Cullman Center Institute for Teachers: The Intimacies of Racial Slavery, July 31-August 4
Saidiya Hartman, Instructor
This is a week-long seminar taking place from July 31st to August 4th, 2017.
The deadline to apply to the summer seminars has passed.
This course will examine the experience of enslavement by focusing on the lives of enslaved women. The bodies of black women created the legal foundation for racial slavery in Anglo-America. The womb was the key site in the reproduction of property and the making of human commodities. Sexuality was the heart of power in the relationship of master and slave. Intimacy, sexuality and kinship were disfigured by the extreme violence and dishonor of the institution; and, at the other extreme, the concubines and offspring of slave owners were those most likely to be freed.
In the seminar, we will read the classic nineteenth-century narratives of slavery: The History of Mary Prince and Incidents in the Life of A Slave Girl, as well as excerpts from The Narrative of the Life of Frederick Douglass and Twelve Years A Slave. In addition to the narratives, we will read short essays, and chapters from secondary historical sources, which may include Laboring Women, Bound to Wedlock, The Price of Their Pound of Flesh, Out of the House of Bondage and Dispossessed Lives. The goal of the seminar is to engage critically the meaning of sexuality, reproduction, motherhood, intimacy and domination in slaveholding societies. We will also consult primary documents: ship’s ledgers, wills, bills of sales, and legal cases, to excavate and reconstruct the texture of enslaved lives.

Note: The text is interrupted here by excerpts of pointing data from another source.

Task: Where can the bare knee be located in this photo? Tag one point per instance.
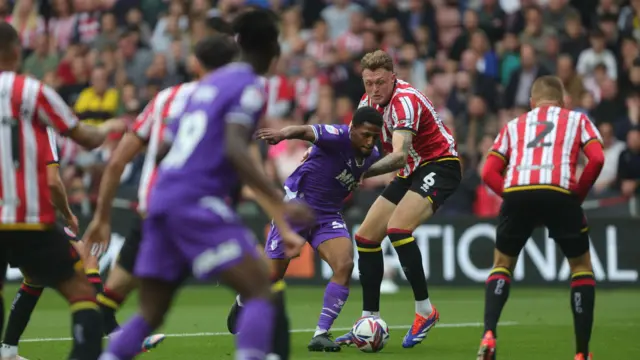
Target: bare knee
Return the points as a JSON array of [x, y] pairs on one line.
[[580, 263], [503, 260], [342, 270]]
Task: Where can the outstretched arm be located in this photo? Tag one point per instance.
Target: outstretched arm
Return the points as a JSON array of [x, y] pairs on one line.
[[298, 132], [401, 142]]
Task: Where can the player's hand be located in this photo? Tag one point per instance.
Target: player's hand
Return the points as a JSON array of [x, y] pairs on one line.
[[72, 225], [293, 243], [96, 238], [271, 136], [298, 213], [306, 155]]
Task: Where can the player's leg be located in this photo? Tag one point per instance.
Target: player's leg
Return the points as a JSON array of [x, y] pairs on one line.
[[336, 248], [571, 232], [49, 259], [370, 257], [517, 219], [22, 307], [431, 185]]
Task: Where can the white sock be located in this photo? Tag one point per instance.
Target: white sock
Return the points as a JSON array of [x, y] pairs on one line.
[[319, 331], [371, 313], [424, 307], [8, 351]]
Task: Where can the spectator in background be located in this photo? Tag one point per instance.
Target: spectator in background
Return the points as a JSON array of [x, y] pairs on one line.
[[517, 92], [42, 60], [536, 32], [98, 102], [629, 164], [337, 16], [61, 25], [28, 22], [574, 39], [573, 83], [612, 150], [595, 55]]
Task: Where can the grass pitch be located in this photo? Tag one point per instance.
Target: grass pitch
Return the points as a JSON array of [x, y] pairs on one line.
[[537, 323]]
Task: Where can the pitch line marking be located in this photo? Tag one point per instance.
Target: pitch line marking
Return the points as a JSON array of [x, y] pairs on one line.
[[204, 334]]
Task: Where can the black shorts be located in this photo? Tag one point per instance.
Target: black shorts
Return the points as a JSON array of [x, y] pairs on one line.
[[435, 181], [524, 210], [129, 250], [46, 257]]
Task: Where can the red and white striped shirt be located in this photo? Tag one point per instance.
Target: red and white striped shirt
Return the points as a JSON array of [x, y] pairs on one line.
[[541, 148], [27, 108], [149, 127], [411, 110]]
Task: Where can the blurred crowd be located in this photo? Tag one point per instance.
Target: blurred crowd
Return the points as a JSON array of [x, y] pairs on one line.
[[475, 59]]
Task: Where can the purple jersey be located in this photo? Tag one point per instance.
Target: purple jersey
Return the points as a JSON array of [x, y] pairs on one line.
[[331, 172], [196, 166]]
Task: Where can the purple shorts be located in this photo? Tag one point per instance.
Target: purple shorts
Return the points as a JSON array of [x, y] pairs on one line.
[[191, 240], [327, 227]]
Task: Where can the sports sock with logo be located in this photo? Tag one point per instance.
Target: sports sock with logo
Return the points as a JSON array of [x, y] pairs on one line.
[[496, 295], [109, 302], [23, 305], [255, 329], [94, 278], [86, 329], [410, 258], [127, 343], [583, 296], [335, 296], [371, 266], [281, 340]]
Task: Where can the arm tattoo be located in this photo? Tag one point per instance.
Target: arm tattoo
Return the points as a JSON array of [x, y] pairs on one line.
[[394, 161]]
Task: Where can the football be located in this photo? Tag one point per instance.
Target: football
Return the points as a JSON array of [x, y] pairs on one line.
[[370, 334]]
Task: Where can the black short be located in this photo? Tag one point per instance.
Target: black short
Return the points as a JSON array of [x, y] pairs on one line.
[[46, 257], [435, 181], [524, 210], [129, 250]]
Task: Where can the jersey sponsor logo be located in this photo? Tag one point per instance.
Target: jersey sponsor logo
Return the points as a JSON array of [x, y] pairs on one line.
[[332, 129], [347, 180], [219, 255]]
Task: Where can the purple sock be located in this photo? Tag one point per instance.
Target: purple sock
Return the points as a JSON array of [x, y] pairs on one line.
[[255, 330], [128, 342], [334, 298]]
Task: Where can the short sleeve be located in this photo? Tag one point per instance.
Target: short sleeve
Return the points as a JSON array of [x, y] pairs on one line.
[[588, 132], [405, 113], [500, 145], [52, 111], [249, 107], [330, 136]]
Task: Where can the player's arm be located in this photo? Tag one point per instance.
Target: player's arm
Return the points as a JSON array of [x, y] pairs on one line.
[[496, 162], [130, 146], [591, 142], [297, 132], [397, 159]]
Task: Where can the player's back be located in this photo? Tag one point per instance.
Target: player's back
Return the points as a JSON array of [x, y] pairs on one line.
[[150, 126], [26, 109], [197, 166], [542, 148], [331, 172]]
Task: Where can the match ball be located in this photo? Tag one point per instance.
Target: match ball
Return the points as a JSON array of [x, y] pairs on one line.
[[370, 334]]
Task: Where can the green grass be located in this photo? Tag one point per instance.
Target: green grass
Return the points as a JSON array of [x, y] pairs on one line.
[[541, 325]]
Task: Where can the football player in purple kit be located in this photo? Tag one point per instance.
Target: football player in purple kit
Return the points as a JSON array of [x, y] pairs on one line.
[[340, 156], [189, 228]]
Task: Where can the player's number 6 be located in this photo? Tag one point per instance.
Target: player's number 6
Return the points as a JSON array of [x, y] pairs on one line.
[[97, 249]]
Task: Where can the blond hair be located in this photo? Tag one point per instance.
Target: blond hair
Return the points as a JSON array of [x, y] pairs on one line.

Saidiya Hartman is the author of Lose Your Mother: A Journey Along the Slave Route and Scenes of Subjection: Terror, Slavery and Self-Making in Nineteenth Century America. She is a Professor of English and Comparative Literature at Columbia University and has received Fulbright, Rockefeller, and Whitney Oates Fellowships. The book she will work on at the Cullman Center, Wayward Lives, Beautiful Experiments, examines the sexual upheavals and radical transformations of daily life that took place in the slums of Philadelphia and New York in the years between 1890 and 1930.